Richard Goodwin, a top White House adviser, met Guevara in Montevideo, Uruguay. Goodwin said that he listened attentively as Che offered concessions: to pull back from the Soviet Union and especially from its military reach; to repay expropriated US companies for the property the Cuban government had confiscated; and, finally, to discontinue Cuba's hyperactive support for revolution in Latin America.

In return, Che asked that the Kennedys cease and desist from their assassination and terror campaign against Cuban officials and property.

The Kennedys rejected the détente offering and instead "turned up the heat." As we now know, the White House's terrorist campaign against Cuba through 1961 and into 1962 became an important factor in Castro's decision to accept Soviet ballistic missiles – which led to the terrifying Missile Crisis of October 1962. So, the Bay of Pigs and its aftermath, the Missile Crisis, in which the entire world fearfully awaited the outcome, derived from a simple and historic premise of the US government: to break our own laws and elementary morality so as to punish disobedient regimes in "our sphere."

What has Washington learned since then? Just as the Kennedy brothers didn't consider a "worst-case scenario," so does the current Bush team eschew logical policy thinking. They do not consider, apparently, how difficult it will become to reach an understanding in a post Castro Cuba when Fidel will not be around to command consensus. Indeed, the Bush administration threatens the proverbial harder line - but without having clear hard-line policies.

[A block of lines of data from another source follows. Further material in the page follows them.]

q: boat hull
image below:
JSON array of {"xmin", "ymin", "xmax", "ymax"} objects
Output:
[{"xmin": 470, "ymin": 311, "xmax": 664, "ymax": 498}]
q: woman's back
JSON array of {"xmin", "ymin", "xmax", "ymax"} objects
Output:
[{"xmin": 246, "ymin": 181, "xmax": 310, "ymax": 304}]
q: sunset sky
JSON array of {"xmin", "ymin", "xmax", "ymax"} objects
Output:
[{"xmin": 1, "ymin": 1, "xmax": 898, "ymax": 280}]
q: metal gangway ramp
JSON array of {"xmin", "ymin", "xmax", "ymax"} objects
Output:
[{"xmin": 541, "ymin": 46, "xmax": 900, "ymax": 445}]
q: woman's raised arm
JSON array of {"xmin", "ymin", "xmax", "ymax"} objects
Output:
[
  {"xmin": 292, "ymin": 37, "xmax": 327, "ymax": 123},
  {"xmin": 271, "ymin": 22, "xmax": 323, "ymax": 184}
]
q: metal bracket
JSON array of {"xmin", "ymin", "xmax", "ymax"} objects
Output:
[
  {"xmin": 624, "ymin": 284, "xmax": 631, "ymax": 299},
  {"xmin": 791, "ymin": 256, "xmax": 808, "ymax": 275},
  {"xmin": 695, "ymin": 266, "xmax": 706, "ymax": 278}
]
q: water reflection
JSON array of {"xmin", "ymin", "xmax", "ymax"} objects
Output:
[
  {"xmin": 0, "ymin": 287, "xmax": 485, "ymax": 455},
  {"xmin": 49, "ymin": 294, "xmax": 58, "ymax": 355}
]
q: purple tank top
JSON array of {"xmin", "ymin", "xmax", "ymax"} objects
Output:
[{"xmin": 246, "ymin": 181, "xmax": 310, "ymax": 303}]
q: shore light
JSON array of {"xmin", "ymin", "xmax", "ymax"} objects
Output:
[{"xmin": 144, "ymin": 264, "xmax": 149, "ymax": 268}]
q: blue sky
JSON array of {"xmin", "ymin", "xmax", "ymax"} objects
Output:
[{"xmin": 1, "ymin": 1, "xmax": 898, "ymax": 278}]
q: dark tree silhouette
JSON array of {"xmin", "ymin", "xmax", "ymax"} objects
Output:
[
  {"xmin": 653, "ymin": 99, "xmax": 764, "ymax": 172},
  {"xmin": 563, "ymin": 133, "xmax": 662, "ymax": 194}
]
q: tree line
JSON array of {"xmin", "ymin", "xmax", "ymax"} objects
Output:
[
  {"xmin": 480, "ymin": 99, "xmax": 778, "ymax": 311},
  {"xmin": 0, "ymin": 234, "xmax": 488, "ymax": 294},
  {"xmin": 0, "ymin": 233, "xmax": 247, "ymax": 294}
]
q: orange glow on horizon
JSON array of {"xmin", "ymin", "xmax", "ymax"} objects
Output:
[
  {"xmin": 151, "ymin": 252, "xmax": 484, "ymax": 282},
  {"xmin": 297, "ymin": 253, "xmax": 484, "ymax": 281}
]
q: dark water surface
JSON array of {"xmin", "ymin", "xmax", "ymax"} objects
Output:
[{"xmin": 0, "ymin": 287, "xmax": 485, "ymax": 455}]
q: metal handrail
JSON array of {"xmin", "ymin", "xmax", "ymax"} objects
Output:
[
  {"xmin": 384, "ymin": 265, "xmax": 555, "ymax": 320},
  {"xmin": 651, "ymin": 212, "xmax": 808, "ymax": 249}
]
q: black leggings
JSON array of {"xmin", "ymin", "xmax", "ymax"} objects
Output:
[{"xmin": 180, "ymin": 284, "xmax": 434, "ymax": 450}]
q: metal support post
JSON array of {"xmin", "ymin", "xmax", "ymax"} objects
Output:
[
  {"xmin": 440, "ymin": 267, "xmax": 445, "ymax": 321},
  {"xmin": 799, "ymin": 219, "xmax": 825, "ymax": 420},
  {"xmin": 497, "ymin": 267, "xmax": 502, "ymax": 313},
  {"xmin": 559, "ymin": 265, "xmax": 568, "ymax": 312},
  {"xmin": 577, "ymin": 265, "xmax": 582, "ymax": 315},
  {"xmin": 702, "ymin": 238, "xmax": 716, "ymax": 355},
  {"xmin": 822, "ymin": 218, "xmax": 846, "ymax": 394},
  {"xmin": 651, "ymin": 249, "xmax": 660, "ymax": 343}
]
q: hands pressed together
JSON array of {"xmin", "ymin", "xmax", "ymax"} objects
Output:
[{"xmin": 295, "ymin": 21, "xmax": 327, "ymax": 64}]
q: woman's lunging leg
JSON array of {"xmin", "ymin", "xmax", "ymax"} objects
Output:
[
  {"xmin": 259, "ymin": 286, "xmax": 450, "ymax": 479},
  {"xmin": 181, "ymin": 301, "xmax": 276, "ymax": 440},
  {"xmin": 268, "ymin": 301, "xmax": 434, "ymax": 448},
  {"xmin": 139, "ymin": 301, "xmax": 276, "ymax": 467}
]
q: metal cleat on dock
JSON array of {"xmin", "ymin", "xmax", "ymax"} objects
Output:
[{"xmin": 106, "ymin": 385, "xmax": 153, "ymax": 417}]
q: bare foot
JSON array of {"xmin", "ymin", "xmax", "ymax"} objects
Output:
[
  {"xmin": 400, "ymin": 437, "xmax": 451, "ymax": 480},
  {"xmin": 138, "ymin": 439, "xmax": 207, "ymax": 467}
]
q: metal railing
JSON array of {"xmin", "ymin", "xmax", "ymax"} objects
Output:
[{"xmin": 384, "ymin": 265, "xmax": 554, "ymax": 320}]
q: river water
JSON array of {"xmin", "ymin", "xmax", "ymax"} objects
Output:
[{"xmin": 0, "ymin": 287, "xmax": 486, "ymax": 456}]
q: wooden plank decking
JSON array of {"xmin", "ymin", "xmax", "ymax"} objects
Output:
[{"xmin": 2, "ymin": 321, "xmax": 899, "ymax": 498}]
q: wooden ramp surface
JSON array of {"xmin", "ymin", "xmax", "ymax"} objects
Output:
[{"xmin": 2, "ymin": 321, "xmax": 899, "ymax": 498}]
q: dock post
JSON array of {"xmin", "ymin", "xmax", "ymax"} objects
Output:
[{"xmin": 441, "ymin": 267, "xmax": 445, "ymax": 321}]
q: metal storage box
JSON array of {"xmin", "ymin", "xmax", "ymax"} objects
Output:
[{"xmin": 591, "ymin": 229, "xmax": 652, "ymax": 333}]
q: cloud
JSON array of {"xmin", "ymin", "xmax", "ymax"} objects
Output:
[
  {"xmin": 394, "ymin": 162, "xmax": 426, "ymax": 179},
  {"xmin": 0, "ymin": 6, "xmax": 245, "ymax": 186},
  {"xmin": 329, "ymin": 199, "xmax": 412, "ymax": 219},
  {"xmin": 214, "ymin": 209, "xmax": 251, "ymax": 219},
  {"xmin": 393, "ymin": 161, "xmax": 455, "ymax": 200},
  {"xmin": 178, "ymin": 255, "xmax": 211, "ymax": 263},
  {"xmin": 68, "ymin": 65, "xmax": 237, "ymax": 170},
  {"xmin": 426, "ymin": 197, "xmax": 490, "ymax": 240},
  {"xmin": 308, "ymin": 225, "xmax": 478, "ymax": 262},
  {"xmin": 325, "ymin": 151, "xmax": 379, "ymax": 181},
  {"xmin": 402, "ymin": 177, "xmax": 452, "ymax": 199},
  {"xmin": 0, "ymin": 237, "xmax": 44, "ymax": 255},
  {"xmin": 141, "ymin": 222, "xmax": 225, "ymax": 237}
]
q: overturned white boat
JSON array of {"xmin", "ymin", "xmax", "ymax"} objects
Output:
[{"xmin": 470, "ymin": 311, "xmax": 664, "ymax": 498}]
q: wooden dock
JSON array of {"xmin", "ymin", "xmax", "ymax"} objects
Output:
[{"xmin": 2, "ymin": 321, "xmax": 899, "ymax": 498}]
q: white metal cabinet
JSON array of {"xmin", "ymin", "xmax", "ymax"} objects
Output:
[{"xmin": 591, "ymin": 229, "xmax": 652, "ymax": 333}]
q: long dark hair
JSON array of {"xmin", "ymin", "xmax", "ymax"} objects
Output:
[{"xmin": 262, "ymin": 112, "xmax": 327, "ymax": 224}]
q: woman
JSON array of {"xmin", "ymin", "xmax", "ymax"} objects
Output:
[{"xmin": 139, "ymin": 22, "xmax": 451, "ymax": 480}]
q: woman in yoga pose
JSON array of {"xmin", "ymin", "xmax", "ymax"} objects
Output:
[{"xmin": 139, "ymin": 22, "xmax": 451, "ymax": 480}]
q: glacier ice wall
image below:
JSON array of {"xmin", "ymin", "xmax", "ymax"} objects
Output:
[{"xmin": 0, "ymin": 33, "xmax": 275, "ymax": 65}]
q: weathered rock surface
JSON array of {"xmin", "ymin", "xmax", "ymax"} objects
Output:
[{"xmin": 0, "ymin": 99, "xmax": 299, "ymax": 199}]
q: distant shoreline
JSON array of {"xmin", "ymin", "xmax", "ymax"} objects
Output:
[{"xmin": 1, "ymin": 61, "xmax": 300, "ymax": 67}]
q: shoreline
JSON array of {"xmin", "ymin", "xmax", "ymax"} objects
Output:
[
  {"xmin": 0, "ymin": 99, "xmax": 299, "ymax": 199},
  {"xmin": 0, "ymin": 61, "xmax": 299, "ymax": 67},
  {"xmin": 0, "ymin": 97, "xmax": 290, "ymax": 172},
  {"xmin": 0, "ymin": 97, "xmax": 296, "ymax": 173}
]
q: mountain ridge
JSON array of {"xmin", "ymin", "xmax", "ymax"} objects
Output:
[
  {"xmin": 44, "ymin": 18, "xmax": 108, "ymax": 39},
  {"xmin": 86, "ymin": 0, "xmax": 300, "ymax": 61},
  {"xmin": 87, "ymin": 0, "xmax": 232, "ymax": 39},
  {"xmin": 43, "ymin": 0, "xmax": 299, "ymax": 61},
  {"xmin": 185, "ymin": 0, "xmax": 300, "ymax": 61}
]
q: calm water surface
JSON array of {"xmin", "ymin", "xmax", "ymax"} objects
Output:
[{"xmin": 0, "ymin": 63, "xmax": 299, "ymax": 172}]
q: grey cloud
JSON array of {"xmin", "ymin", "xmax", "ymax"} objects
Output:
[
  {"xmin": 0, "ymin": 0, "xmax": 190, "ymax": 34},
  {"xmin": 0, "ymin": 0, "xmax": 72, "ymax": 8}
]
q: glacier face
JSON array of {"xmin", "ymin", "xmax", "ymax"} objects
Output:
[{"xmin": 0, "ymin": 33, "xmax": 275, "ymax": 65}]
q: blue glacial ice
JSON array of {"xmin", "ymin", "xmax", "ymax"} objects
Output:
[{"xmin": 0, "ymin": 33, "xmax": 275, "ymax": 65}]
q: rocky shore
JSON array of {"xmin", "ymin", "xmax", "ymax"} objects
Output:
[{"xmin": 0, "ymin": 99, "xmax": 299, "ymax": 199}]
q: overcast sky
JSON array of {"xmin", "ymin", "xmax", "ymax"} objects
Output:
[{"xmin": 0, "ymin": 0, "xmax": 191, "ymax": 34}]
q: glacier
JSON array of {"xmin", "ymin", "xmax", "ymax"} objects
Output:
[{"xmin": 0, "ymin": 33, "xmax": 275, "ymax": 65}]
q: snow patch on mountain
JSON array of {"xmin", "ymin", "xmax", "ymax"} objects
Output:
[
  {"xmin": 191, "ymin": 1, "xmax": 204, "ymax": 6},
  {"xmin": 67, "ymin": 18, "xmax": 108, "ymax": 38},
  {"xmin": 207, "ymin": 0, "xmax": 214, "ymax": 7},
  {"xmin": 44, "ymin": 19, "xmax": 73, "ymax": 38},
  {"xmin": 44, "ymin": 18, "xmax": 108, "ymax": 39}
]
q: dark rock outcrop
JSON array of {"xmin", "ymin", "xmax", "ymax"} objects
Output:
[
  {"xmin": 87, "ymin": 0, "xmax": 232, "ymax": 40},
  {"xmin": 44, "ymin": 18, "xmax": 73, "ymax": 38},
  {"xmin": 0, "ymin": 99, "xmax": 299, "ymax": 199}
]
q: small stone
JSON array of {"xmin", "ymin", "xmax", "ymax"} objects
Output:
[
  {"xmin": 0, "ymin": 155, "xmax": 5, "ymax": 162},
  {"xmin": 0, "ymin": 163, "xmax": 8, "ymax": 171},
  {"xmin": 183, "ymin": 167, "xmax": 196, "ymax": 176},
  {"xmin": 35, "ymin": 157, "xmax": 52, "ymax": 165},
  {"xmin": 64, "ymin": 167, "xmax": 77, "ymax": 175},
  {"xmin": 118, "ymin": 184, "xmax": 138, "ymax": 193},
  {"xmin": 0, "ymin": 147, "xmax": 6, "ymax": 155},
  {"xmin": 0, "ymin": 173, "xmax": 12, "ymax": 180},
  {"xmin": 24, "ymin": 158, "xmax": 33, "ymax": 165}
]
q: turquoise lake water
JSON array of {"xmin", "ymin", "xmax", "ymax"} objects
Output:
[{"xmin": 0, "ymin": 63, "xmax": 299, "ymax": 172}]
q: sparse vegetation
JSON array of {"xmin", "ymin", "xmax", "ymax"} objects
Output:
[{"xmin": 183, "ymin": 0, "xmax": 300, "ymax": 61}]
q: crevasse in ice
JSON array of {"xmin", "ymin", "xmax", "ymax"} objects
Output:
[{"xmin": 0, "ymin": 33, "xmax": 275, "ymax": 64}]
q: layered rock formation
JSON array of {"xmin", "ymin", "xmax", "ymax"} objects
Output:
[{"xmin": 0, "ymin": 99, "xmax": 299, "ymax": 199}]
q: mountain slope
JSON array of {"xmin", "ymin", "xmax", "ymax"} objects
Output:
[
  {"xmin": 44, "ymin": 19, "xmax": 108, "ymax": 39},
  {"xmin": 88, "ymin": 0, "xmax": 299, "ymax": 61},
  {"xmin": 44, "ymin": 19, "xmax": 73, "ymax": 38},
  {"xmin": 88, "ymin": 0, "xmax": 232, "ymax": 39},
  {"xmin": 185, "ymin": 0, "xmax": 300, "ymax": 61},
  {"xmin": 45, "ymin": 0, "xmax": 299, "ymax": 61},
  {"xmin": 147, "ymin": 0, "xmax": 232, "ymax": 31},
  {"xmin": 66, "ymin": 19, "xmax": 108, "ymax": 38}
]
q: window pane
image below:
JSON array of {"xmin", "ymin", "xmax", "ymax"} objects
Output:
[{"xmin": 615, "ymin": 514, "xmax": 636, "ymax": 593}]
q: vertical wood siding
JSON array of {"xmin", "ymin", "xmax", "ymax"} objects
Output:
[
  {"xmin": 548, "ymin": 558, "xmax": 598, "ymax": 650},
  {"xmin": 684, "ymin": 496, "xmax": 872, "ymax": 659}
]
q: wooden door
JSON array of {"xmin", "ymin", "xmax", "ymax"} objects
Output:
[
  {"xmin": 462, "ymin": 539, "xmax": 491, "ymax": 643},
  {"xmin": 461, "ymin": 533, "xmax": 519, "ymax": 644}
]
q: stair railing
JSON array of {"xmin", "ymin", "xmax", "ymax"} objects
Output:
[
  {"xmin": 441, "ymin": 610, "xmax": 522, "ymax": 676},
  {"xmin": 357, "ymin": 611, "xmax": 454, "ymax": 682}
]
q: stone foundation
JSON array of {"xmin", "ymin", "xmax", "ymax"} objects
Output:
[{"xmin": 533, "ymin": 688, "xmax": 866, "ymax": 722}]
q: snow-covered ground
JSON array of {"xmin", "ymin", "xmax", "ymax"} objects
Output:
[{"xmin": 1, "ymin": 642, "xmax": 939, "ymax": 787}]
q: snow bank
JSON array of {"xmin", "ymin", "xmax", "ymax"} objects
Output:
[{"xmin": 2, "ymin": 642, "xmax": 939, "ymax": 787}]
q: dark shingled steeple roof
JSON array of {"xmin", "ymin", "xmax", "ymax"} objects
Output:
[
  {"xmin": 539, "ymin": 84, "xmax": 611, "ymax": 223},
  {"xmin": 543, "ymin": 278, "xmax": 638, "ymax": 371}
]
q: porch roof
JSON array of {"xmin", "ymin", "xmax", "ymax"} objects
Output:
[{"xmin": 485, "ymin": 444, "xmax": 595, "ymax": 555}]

Does Secretary of State Colin Powell have the mental cojones to act before Fidel reaches his 75th birthday (this August) and push to drop the embargo and travel ban? At the Havana meeting, five former members of the invading Cuban exile brigade extended their hands to their former mortal enemies. It only took a few seconds, but it held profound meaning.

Why am I not holding my breath for the Bush gang to take a similarly sensible step toward the Cuban government?